What have people told us about health and social care

Thousands of people share their experiences of health and care with Healthwatch every month. Download our briefing to find out the key issues people are raising about GPs, hospitals and other care services.
A man in a care home

Each quarter we publish a round-up of the issues that people are raising with us about health and social care services. 

Our latest briefing looks at the emerging themes across GPs, hospitals, mental health and social care services. We also take an in depth look at what people with incontinence have told us about the support they have received. 

Emerging themes by service area

GPs - Good communication needed when services change

It is important that changes to services are well communicated and do not affect people's care.

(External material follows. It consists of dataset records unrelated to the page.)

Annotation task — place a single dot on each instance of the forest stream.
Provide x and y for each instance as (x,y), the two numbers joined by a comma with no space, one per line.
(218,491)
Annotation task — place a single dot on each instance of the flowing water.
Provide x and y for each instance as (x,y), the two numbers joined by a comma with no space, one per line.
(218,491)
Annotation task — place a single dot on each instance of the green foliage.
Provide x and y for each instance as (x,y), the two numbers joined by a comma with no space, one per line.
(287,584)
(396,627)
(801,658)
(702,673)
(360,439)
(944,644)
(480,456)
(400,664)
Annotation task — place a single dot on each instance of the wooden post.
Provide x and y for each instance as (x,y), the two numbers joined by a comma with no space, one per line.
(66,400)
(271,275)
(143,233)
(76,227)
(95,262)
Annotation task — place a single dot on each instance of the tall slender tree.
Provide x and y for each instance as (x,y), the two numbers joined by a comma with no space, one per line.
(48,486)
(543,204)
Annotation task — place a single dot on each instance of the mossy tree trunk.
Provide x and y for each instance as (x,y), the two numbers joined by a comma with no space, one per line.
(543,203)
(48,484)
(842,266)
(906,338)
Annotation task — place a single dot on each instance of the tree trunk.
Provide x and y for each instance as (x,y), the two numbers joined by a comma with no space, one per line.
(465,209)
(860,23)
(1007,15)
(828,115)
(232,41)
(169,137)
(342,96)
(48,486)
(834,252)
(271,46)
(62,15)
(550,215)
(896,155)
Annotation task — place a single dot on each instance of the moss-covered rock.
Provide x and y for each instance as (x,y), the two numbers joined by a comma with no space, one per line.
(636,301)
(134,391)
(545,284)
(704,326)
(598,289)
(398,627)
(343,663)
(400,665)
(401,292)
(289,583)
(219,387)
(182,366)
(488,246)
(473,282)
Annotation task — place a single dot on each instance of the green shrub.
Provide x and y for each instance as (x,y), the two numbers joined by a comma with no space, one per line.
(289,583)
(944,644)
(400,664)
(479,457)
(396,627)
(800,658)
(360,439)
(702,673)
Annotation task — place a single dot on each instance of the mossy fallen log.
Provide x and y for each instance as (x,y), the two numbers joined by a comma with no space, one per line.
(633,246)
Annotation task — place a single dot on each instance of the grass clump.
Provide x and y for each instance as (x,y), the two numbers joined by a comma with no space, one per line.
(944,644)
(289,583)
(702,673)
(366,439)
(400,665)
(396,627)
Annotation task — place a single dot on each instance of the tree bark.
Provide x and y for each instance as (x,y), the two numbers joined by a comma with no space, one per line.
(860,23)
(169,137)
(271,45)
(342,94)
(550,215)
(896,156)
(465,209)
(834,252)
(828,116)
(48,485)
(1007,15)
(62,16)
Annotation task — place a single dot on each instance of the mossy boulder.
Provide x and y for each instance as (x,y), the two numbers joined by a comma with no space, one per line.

Some people have told Healthwatch that poor communication of GP practice mergers and closures has resulted in them no longer being registered with a GP and unable to access support. 

Hospital care - Giving physical health and mental health issues equal consideration

When people attend A&E their mental health and physical health should be given equal consideration. People have reported instances where physical health concerns have not always been taken seriously if they also have a mental health condition. This left them feeling frustrated and having to push for further tests or support. 

I had an ambulance out about two months ago for severe chest pains and pains down my arms, they put it down to anxiety. Two months on, I am currently curled up in pain, in agony with chest pains, getting dizzy to the point of nearly passing out.
— Experience shared with Healthwatch Rochdale

Social care - Improving access to autism support

Social care support for autistic children and adults covers a wide range of services, such as community care or funding support, but people have told us their experiences of accessing care can be poor. For example, it can be hard to get an assessment for support and people are left waiting for a long time for their assessment appointment, without any interim care. 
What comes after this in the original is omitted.